Réu que levou Supremo a acelerar prisões agora espera por recurso
Em menos de 15 dias, Gil Rugai –condenado pelo assassinato do pai e da madrasta em 2004– foi preso, as delações na Operação Lava Jato ganharam novo impulso e a liberação de parte da verba devida pela falida companhia aérea Vasp foi acelerada.
A causa: uma decisão do STF (Supremo Tribunal Federal) de 17 de fevereiro. A causa dessa decisão: um homem que toca sua vida à espera de cumprir sua pena.
Márcio Rodrigues Dantas, ex-vigia condenado a cinco anos de prisão pelo roubo de R$ 2.600, em 2010, quando tinha 21 anos, é o nome no habeas corpus 126.292, a partir do qual o STF decidiu que a prisão de condenados deve ocorrer já depois de confirmada a sentença em segunda instância, ou seja, antes de se esgotarem todos os recursos.

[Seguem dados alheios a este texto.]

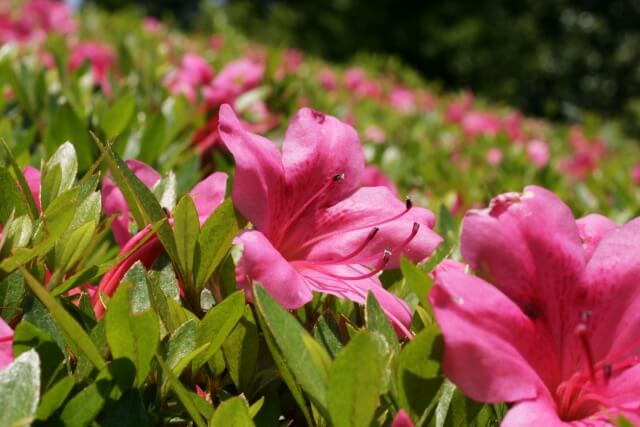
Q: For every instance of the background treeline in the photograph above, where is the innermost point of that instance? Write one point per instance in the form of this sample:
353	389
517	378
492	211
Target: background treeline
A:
555	58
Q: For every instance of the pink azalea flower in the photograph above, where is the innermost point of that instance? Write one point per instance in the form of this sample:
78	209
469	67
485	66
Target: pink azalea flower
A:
102	59
207	196
635	174
494	156
314	229
113	201
477	123
553	329
402	99
6	344
192	73
538	152
374	177
402	420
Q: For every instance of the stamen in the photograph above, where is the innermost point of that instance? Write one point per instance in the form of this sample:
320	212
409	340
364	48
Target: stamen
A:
381	265
581	332
311	242
283	230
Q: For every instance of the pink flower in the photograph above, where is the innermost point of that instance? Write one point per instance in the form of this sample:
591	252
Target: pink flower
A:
494	156
374	134
374	177
314	229
6	344
554	329
327	79
207	196
480	123
192	73
402	99
538	152
236	78
402	420
635	174
102	61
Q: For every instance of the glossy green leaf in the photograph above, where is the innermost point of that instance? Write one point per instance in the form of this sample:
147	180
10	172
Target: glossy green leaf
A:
20	390
355	383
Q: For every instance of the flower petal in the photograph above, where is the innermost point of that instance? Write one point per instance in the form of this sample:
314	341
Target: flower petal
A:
208	194
493	352
261	262
330	280
537	413
340	230
316	148
259	174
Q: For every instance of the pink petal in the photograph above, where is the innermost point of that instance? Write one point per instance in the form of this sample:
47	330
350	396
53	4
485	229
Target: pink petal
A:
529	245
32	176
259	175
341	229
493	352
592	229
538	413
323	279
208	194
316	148
613	274
6	344
262	263
402	420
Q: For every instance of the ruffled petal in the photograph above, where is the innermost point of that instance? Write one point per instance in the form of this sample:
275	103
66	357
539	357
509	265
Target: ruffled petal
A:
262	263
537	413
343	228
493	352
330	279
208	194
259	174
316	148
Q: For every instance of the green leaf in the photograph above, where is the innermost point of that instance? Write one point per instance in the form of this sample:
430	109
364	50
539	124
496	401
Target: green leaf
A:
186	227
419	282
217	324
85	406
20	390
131	335
215	240
377	321
307	362
11	199
418	374
67	126
181	393
73	331
241	351
55	397
119	114
142	203
355	382
232	412
327	332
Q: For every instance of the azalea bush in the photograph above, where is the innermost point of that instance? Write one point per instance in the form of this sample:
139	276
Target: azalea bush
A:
197	229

Renato Costa - 17.fev.16/Folhapress | ||
Ricardo Lewandowski (ao centro) e outros ministros do STF em sessão do último dia 17 |
Condenado por participar de um assalto na mesma rua em que ele e sua família vivem até hoje, em Itapecerica da Serra, na Grande São Paulo, Márcio, sem querer, abriu as portas para que casos como o seu sejam comuns.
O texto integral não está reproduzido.